In particular, according to Sec. 50 (1) BRAO, lawyers must keep reference files for a period of six years after the end of the calendar year in which the matter or other legal activity was terminated. Your personal data will be deleted after expiry of this legal obligation for lawyers to retain them and taking into account a transaction time of no more than one year, unless we are obligated to retain them for a longer period of time in accordance with Art. 6 para. 1 s. 1 lit. c) GDPR due to tax and commercial law storage and documentation obligations (as per the German Commercial Code, Criminal Code, Money Laundering Act or the Tax Code).

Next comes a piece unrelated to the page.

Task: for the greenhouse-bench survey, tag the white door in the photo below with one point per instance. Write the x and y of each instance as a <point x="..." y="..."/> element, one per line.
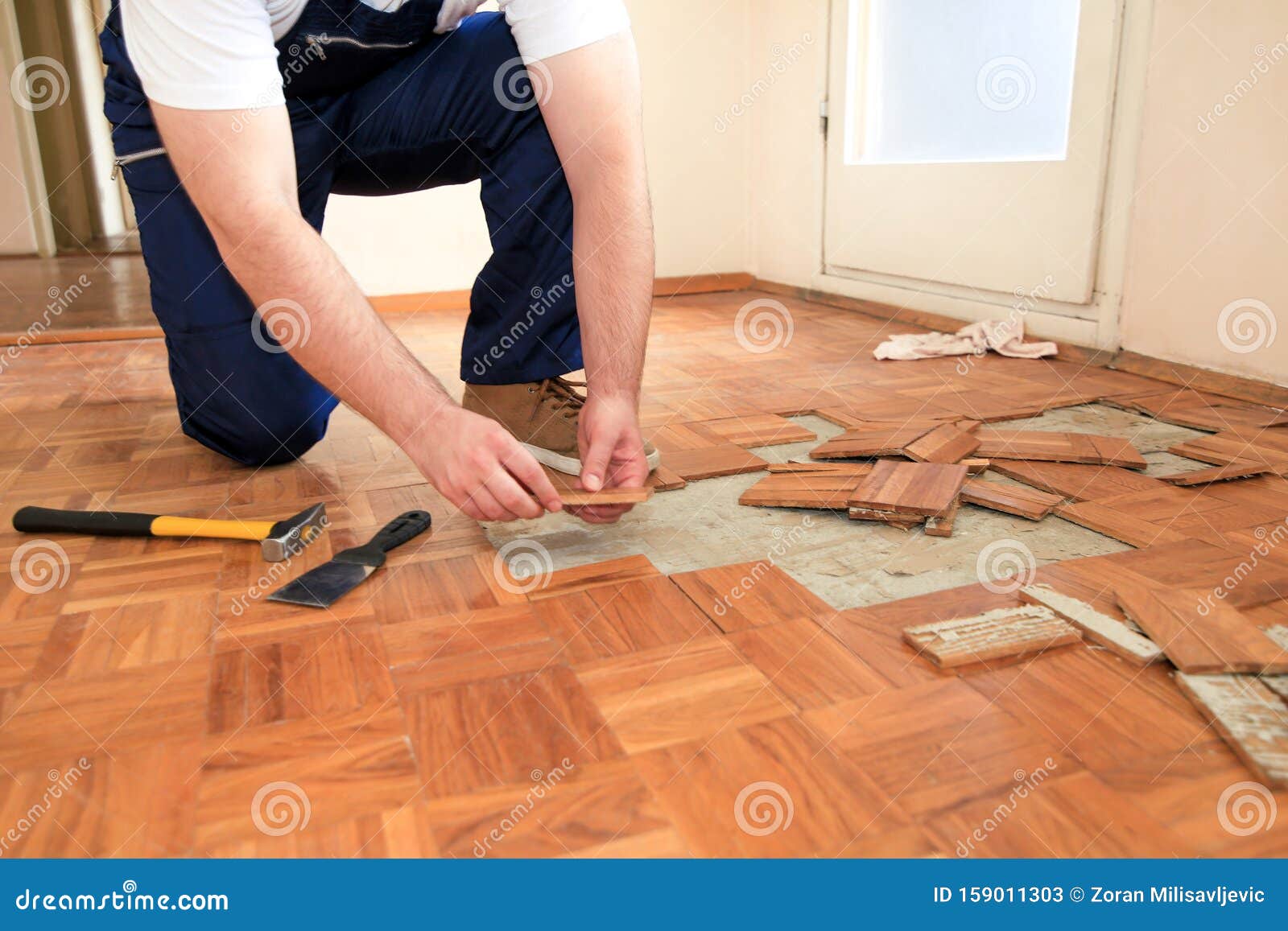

Otherwise, we will delete your personal data after the purpose for which it was collected has been fulfilled or no longer applies (e.g. after termination of the client or contractual relationship or other business relationship), unless we are entitled or obligated to retain it longer. In these cases, we will not use your data anymore and limit the processing of personal data in this respect.
8. Which rights do you have?
You have the right to request information from us at any time regarding your personal data processed by us. The lawyerclient confidentiality obligation remains unaffected. If the legal requirements are met, you also have the right to have your personal data corrected and deleted or their processing restricted as well as the right to object to our processing of your data. Additionally, you also have the right to receive (or demand transmission to another person responsible) an overview of the relevant personal data you made available to us in a structured, commonly used, and machine-readable format.
If you have given consent to the processing of your personal data, you can withdraw it at any time with effect for the future. You can assert these rights among others by contacting us or our Data Protection Officer using the contact information mentioned under section 1. above.
You have the right to file a complaint about the processing of your personal data at a data protection supervisory authority.